Duplicate showing when its not supposed to

Discussion related to "Everything" 1.5 Alpha.
Post Reply
anmac1789
Posts: 668
Joined: Mon Aug 24, 2020 1:16 pm

Duplicate showing when its not supposed to

Post by anmac1789 »

There seems to be a problem here

This is the default view for this picture



2. This is the picture after applying a dupe:
default view 2.png
default view 2.png (32 KiB) Viewed 1445 times

3. This is the default view with multiple pictures search:
default view multiple pics.png
default view multiple pics.png (150.28 KiB) Viewed 1445 times

When I apply the dupe function: dupe:dc;dm;da it still shows

"Yw2sX8-vJK86ENJWaYYN1b7Ykg0=PHOTO-2019-11-09-10-40-42" in J:\photos app\ even though this picture shouldn't when compared to picture 2

filtered picture.png
filtered picture.png (136.45 KiB) Viewed 1445 times
This is one of the reasons why I had to move to excel because using =textjoin it was able to correctly match duplicates except with a more messey colour and gui experience. Ask me for the excel workbook through PM and I will happily illustrate the issue
Last edited by void on Fri Oct 07, 2022 1:40 am, edited 3 times in total.
Reason: moved to Everything 1.5 fourm
anmac1789
Posts: 668
Joined: Mon Aug 24, 2020 1:16 pm

Re: Duplicate showing when its not supposed to

Post by anmac1789 »

Here is picture 1, sorry about that I dont know why it wont let me attach more than 3 pictures

1.
default view.png
default view.png (32.66 KiB) Viewed 1443 times
void
Developer
Posts: 16672
Joined: Fri Oct 16, 2009 11:31 pm

Re: Duplicate showing when its not supposed to

Post by void »

"Yw2sX8-vJK86ENJWaYYN1b7Ykg0=PHOTO-2019-11-09-10-40-42" in J:\photos app\ even though this picture shouldn't when compared to picture 2
Because the date created, date modified and date accessed is the same as another file in your results.
Please try sorting by date created to confirm.

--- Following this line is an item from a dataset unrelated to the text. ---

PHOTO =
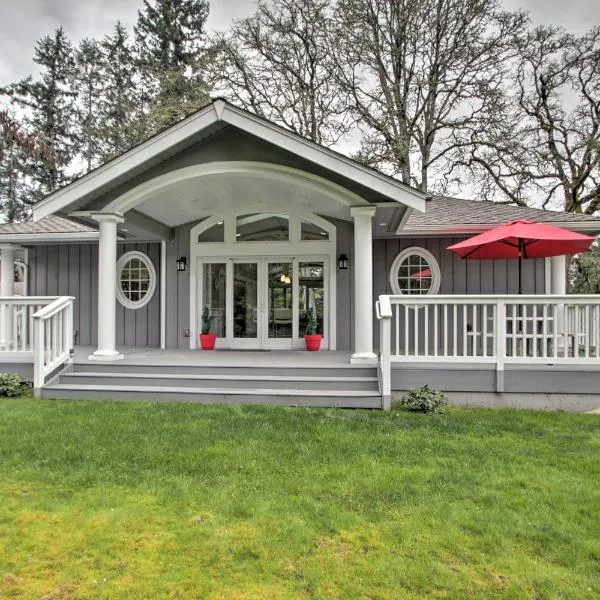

I think you are expecting the name and size to be included when searching for duplicates.
However, you have only specified dc;dm;da in your dupe: search.



Notes:
I am going to assume you have disabled date accessed on your system.
Loading the icon or thumbnail would likely cause the date accessed to change.

dupe:dc;dm;da will find duplicates for date created, date modified and date accessed down to the 100-nanoseconds.
Even though Everything only shows seconds in the result list.

If you want to find duplicate content, please try the following search:
ext:jpg dupe:size;first-256-bytes;sha256

I do not recommend using dates to reliably find duplicated files.
Although, it can be useful to give an instant guide to possibly duplicated files.
In which case, using just one date should be enough, please try the following search:
dupe:size;dm
-or-
dupe:size;name;dm
anmac1789
Posts: 668
Joined: Mon Aug 24, 2020 1:16 pm

Re: Duplicate showing when its not supposed to

Post by anmac1789 »

Because the date created, date modified and date accessed is the same as another file in your results.
Please try sorting by date created to confirm.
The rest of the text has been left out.